The uncertainty of the engineering system increases with the growing complexity of the engineering system; therefore, the tolerance to the uncertainty is essential. In the design phase, the output performance should reach the design criterion, even under large variations of design parameters. The tolerance to design parameter variations may be measured by the size of a solution space in which the output performance is guaranteed to deliver the required performance. In order to decouple dimensions, a maximum solution hyperbox, expressed by intervals with respect to each design parameter, is sought. The proposed approach combines the metaheuristic algorithm with the DIRECT algorithm where the former is used to seek the maximum size of hyperbox, and the latter is used as a checking technique that guarantees the obtained hyperbox is indeed a solution hyperbox.
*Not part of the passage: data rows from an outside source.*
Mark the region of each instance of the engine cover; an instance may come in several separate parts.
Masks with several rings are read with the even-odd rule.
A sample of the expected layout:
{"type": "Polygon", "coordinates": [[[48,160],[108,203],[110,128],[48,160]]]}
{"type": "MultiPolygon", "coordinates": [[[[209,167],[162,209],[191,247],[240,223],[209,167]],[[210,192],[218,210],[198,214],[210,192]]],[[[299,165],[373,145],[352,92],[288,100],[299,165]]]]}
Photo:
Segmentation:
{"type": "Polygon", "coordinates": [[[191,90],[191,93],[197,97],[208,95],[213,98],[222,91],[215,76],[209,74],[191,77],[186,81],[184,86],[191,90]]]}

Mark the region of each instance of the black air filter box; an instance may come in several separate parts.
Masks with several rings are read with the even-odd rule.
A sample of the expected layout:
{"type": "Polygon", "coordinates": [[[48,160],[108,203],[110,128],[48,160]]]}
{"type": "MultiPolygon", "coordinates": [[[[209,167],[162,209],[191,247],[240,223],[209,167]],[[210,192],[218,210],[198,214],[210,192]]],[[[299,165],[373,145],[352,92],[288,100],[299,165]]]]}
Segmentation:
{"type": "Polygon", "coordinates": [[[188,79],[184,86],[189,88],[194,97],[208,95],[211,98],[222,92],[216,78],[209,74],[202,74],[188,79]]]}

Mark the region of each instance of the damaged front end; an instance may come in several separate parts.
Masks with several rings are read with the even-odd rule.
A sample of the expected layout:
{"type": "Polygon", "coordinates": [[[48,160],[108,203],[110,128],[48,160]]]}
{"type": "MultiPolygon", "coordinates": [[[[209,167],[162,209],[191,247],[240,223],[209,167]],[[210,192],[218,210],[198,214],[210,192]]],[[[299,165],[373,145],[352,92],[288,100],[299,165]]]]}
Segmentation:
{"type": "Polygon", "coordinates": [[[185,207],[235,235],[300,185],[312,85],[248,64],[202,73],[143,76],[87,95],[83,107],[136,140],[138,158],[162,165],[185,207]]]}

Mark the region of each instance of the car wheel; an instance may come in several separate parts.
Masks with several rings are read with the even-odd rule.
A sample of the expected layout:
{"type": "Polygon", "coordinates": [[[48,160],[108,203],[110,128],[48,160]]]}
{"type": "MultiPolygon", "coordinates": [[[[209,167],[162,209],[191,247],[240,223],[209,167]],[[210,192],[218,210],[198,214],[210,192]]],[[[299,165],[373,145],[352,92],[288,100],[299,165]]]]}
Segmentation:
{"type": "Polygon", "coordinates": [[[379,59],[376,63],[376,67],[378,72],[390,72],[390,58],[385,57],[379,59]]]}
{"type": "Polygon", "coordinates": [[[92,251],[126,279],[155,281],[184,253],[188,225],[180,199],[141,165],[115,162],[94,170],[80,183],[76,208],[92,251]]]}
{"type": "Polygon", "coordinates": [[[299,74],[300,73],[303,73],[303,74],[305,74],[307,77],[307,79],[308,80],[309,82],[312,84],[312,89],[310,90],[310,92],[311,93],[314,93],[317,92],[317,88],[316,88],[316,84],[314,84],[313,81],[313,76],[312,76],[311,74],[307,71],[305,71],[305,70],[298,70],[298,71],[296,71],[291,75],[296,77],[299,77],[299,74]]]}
There are three advantages of the proposed approach. First, it is a global search and has a considerable high possibility to produce the globally maximum solution hyperbox. Second, it can be used for both analytically known and black-box performance functions. Third, it guarantees that any point selected within the obtained hyperbox satisfies the performance criterion as long as the performance function is continuous. Furthermore, the proposed approach is illustrated by numerical examples and real examples of complex systems. Results show that the proposed approach outperforms the GHZ and CES-IA methods in the literature.